Area farmers upset with land valuation
New state soils data used in determining farmland values has some area farmers up in arms.
“The valuations are not proportionate to the actual land value,” said Charlie Sorenson, a Debing Township supervisor from Ross. He said the valuation method seems to only work well for top-quality cropland or low-quality noncrop land.
“What we are finding is the top and bottom are correct, but in the middle, they are all over the place,” he said. “In the middle, we have just a total mix-up.”
An assessment method that uses new, detailed soil types is affecting landowners in Mountrail, Burke and, to a certain extent, Ward counties. Although Mountrail and Burke are this year moving to the use of soil types, Ward County has been using soil types previously. However, the more detailed information being used by all three counties is causing the consternation.
In Mountrail County, townships saw changes in farmland valuations that ranged from an increase of 130 percent to a decline of 18 percent, Sorenson said.
Fred Evans, Stanley, said one landowner near New Town reported two tracts up more than 250 percent in valuation.
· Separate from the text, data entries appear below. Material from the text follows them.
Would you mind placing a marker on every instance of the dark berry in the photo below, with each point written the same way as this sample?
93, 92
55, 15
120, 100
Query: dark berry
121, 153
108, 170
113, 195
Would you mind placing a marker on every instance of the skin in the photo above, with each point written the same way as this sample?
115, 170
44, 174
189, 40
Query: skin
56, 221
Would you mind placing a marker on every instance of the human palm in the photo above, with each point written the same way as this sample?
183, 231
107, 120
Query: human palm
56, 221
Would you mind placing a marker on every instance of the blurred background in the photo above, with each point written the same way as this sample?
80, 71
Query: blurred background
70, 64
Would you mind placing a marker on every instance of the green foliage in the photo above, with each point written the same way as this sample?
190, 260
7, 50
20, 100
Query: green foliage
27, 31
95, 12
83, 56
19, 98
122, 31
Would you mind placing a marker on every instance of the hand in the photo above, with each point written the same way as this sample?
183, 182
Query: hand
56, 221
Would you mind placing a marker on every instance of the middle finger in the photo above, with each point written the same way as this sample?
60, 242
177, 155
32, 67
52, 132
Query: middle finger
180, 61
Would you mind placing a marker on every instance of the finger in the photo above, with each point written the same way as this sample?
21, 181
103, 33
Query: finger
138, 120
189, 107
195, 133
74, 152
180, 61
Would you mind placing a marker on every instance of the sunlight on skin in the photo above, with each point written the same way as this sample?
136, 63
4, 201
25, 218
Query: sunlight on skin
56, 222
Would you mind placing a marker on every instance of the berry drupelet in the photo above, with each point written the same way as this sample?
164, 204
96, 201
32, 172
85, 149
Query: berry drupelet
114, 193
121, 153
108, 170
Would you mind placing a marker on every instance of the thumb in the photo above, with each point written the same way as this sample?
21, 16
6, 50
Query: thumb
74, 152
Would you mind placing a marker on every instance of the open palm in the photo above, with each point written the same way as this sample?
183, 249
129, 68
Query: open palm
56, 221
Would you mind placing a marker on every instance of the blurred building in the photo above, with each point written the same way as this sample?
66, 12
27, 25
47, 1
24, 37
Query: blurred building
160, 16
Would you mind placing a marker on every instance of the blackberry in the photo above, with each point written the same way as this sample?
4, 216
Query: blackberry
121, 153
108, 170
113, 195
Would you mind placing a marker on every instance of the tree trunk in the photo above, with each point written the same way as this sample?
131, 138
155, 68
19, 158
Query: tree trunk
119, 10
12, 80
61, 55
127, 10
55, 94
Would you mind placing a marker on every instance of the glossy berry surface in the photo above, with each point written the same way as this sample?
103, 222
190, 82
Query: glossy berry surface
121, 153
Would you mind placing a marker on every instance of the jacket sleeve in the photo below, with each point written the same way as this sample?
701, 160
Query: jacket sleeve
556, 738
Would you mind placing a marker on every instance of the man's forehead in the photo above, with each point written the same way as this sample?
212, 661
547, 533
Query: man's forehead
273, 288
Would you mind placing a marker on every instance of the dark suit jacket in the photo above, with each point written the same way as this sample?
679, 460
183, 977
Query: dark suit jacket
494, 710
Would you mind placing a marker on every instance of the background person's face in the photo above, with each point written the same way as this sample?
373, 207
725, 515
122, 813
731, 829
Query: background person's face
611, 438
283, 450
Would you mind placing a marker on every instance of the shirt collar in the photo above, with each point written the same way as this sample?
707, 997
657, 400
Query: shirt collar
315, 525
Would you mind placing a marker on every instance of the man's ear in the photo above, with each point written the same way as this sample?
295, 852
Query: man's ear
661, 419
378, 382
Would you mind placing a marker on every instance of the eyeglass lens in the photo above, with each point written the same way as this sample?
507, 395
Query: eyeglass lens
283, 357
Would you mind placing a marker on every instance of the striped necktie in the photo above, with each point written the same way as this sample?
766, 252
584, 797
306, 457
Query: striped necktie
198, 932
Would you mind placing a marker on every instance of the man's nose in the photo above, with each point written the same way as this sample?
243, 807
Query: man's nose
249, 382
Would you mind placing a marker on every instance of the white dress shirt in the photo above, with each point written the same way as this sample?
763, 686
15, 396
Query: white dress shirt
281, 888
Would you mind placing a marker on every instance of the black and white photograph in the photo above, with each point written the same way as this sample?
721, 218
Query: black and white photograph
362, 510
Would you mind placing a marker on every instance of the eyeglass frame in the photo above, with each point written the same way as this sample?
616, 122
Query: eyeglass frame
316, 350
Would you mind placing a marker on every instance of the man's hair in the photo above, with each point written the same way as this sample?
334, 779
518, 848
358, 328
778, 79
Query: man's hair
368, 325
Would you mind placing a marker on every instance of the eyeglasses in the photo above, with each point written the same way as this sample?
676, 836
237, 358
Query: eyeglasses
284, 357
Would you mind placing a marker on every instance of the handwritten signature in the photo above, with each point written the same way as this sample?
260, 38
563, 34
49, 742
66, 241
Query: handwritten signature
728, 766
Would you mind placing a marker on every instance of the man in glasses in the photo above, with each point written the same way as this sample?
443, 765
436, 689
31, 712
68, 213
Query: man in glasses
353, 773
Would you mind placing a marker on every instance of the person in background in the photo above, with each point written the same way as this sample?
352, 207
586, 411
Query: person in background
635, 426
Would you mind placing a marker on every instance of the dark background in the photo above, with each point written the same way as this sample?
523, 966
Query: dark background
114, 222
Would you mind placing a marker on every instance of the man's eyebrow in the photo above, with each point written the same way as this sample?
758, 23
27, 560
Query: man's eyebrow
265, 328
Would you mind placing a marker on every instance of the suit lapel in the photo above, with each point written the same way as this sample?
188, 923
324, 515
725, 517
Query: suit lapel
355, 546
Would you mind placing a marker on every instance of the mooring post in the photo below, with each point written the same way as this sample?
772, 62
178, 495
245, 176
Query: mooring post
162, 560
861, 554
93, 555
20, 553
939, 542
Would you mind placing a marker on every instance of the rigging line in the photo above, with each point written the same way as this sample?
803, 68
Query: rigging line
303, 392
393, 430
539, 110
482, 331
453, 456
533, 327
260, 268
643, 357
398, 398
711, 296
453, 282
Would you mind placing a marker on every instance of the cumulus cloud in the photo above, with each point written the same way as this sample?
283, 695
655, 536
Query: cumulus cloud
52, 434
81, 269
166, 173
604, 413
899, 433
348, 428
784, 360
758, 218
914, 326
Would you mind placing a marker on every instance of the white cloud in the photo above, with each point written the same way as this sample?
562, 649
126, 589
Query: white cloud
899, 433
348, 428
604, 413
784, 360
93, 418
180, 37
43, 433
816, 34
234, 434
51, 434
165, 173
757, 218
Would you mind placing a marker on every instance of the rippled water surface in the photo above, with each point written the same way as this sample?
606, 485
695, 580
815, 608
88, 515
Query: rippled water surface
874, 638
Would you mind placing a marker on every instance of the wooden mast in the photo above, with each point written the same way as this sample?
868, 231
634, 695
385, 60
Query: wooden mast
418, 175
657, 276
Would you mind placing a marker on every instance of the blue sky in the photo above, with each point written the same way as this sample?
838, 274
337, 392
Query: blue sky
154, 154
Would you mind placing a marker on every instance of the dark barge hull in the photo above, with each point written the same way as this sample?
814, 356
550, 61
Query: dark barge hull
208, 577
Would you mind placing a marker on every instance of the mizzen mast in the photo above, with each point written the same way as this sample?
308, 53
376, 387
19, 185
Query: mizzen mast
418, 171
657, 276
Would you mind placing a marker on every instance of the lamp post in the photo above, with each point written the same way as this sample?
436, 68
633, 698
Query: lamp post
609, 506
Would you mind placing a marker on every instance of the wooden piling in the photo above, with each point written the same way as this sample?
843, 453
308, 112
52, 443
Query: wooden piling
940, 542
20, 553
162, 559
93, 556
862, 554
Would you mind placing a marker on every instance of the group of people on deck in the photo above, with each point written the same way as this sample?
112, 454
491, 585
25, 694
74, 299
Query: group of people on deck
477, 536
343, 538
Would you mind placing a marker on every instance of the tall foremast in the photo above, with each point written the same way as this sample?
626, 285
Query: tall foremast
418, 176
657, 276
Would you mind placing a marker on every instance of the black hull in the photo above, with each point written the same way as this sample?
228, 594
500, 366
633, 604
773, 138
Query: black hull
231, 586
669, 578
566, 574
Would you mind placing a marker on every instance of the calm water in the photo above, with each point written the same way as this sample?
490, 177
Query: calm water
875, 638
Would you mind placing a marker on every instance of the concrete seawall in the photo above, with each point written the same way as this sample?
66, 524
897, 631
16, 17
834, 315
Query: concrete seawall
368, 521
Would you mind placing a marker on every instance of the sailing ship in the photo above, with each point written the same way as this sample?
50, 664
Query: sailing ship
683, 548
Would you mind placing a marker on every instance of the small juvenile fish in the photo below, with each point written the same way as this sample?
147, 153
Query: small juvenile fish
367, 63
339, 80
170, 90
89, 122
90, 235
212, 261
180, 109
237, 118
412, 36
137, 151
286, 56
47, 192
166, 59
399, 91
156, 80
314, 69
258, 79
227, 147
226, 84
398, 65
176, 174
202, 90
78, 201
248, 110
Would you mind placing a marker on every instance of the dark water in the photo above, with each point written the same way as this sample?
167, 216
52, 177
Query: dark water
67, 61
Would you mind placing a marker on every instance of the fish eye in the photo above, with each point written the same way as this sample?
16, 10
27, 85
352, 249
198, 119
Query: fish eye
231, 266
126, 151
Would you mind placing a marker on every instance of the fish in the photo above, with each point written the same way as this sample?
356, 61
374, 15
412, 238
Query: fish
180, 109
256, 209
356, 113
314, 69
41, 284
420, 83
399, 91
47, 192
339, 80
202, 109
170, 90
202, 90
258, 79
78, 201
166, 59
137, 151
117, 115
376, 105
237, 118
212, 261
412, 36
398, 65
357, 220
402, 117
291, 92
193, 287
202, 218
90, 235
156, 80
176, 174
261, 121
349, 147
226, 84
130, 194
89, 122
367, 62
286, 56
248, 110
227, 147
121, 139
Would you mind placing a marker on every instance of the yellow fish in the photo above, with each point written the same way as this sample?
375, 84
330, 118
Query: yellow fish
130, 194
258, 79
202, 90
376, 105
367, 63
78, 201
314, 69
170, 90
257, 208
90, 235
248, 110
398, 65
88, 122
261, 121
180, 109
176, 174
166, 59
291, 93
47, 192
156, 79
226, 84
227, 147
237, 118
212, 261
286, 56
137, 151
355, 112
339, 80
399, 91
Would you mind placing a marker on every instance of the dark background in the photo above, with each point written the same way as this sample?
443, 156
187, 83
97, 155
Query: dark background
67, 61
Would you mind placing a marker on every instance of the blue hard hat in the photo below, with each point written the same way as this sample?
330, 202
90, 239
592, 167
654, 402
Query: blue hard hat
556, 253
The problem stems from the lack of any distinction being made based on land use, Evans said. It is causing, in some cases, pasture land to be valued more highly than cropland, he said.
The North Dakota Legislature instituted the requirement to assess using soil types about 10 years ago, but counties were given until 2013 to comply. After 2012, the state began withholding 5 percent of the state aid distribution money from counties that failed to comply. For instance, Mountrail County has had $341,568 withheld until it comes into compliance. Mountrail, Burke and Nelson counties are adopting the detailed soil types this year, leaving Dunn County as the only county not yet in compliance.
Ward County Tax Director Ryan Kamrowski said the county’s move to more current soil type data resulted in some property values going up while others went down. Ward County does not consider how land is used in determining value.
The law allows for counties to consider land use and apply modifiers to correct for situations, such as when soil is productive but the terrain is not suited to farming. Counties can establish soil committees to consider these issues, although it requires on-site visits and considerable investigation to document where to apply modifiers across a county. Recommendations of the soil committee go to the county commission for final action, and any modifiers also must be approved by the state.
“I am not saying that’s a bad route to go, but it takes a lot of committee involvement,” Kamrowski said. He has been attempting since 2015 to establish a five-member soils committee. So far, he has two individuals willing to serve and needs to find one more just to have a quorum.
In the meantime, landowners had the right to take their protests to their township equalization boards and can appeal to the county equalization board.
Lee Brandvold, chairman of the Cameron Township Board, rural Minot, said his board cut the increases in farmland valuations in his township by half during its equalization meeting. In retrospect, the board should have eliminated the increases entirely, he said.
“A lot of this land shouldn’t have been changed – not anywhere near what it was,” he said.
Another issue in Ward County is townships were blindsided by the change and each acted differently in attempting to address the grievances during equalization meetings, he added. Those varying actions will go to the county commission, acting as the board of equalization, to be reconciled.
“The range of what each township did was so wide that it’s going to put kind of a large decision on the commission as to what they will accept,” Brandvold said.
Lori Hanson, tax director in Mountrail County, said county equalization boards have limited ability to adjust valuations without having modifiers pre-approved by the county and state.
“This is a mandate by the state of North Dakota. There’s no choice,” Hanson said.
A group of Mountrail farmers plans to ask their county commission, acting as the equalization board, to remain with 2016 valuations and set up a soils committee to put a system of implementing the soil types in place. The group is circulating petitions and has created an online petition at ipetitions.com/petition/reverse-mountrail-county-taxation-method.
Ten of Mountrail’s 43 townships rejected the new assessment method at their equalization meetings.
“In our township, we approved the valuation even though we didn’t feel they were correct,” Sorenson said.
Those township actions now go to the county for final action.
Mountrail and Burke counties also are small counties with limited resources to put toward developing modifiers and other tweaks to the assessment method.
“It would cost a lot of money that Burke County doesn’t have to line up this soils committee, pay travel and send them out,” said Tax Director Kris Hillaert. “I don’t have the manpower and I don’t believe the county has the money.”
Burke County Commissioner Andrew Dosch, Powers Lake, who also is a township chairman, said the new assessment method drew fire at the township equalization meeting. He believes the protests should have been directed to the Legislature.
“I don’t agree with what the state did,” he said. “At the same time, there’s nothing we can do.”